Born out of the Dementia and Imagination UK-wide research study, Doris and Ivor are fictional characters inspired by the humour that research artist Carol Hanson witnessed at Dementia and Imagination art groups.
The Dementia and Imagination project is led by Dementia Services Development Centre Wales, which is based at Bangor University’s School of Healthcare Sciences. The research is looking to understand how art may help people living with dementia, their relatives, carers and communities. The study has worked locally with Denbighshire County Council Arts Service to run art groups for people living with dementia who are still living at home.
Dr Teri Howson who is one of the study’s researchers said: “This newest installation is a fantastic way to share Carol’s art work with the community in Rhyl which inspired her and where people have been involved in the research. We hope that the exhibition will stimulate discussion and challenge perceptions of people living with memory difficulties”.
Carol is a designer and animator based in Cheshire. She has been observing some of the Dementia and Imagination art sessions with participants living with dementia in North Wales. Carol has used her illustrative style to create a number of art installations about the project.

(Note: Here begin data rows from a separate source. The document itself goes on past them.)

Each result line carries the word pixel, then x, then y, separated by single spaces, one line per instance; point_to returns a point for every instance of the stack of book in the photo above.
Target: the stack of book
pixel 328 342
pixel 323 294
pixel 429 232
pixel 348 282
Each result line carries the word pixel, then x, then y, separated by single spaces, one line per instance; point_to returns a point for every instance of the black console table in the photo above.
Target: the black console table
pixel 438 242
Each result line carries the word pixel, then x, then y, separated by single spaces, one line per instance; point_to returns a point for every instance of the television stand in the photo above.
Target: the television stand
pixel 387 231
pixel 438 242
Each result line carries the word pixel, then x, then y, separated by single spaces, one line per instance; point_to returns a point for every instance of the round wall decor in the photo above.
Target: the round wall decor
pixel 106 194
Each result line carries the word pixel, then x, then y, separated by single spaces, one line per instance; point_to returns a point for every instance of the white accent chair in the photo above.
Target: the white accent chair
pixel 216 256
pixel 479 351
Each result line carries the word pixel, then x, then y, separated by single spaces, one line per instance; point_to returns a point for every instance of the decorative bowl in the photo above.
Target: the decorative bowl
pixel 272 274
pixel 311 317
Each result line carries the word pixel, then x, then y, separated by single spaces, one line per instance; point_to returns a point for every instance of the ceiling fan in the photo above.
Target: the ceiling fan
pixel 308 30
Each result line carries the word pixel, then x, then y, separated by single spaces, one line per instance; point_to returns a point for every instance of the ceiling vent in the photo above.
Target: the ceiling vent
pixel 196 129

Carol said: “This will be a static cartoon installation during day-light hours but will come to life with animation on Mondays through to Saturdays, from dusk until 10pm. Taking inspiration from the humour and artwork of the participants of the study, it will be constructed from unloved paper and packaging, mixed with labels, artist canvases and animation and will form Doris and Ivor’s ‘bungalow’, inviting people to look into their world and see those with dementia in a new light.
“The Research started in Rhyl because the first Dementia and Imagination session I was sitting in on was held in one of the rooms within Rhyl library. What I thought was going to be a very sad day was very uplifting and heart-warming. It was full of laughter and it was this sense of fun, Rhyl’s traditional association with having a good time and of course our British sea-side humour that led me to want to use humour to start conversation on this seriously unfunny condition. I wanted people to see the positive rather than the negative in those people and things we label as having ‘had their day’. I am thus delighted to be part of any regeneration in Rhyl as I met some very real and inspiring characters here . They proved that dementia does not mean the loss of your funny bones or the desire to still want to be a valued part of the community.”

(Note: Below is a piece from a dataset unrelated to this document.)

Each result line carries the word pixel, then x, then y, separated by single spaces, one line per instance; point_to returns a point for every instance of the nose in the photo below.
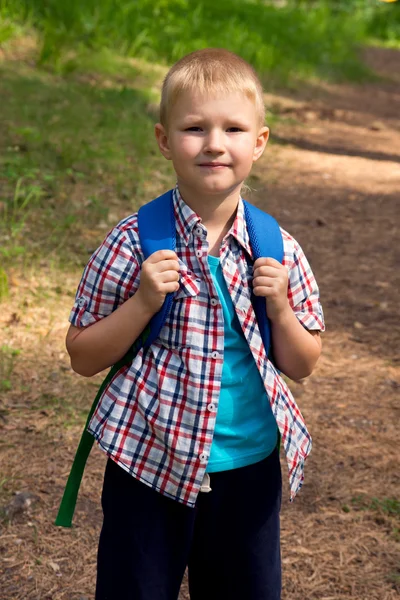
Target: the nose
pixel 214 142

The Doris and Ivor project will be travelling to The Lakes International Comic Art Festival in Kendal in October. Before that Doris and Ivor’s cartoon front room will be the setting for the installation ‘Number 3, Muddle Street’. It will be found in Einstein’s Garden at The Green Man Festival, Brecon Beacons in August and will see Carol and team members from the Dementia and Imagination project share results of the project as well as dispel misconceptions about dementia.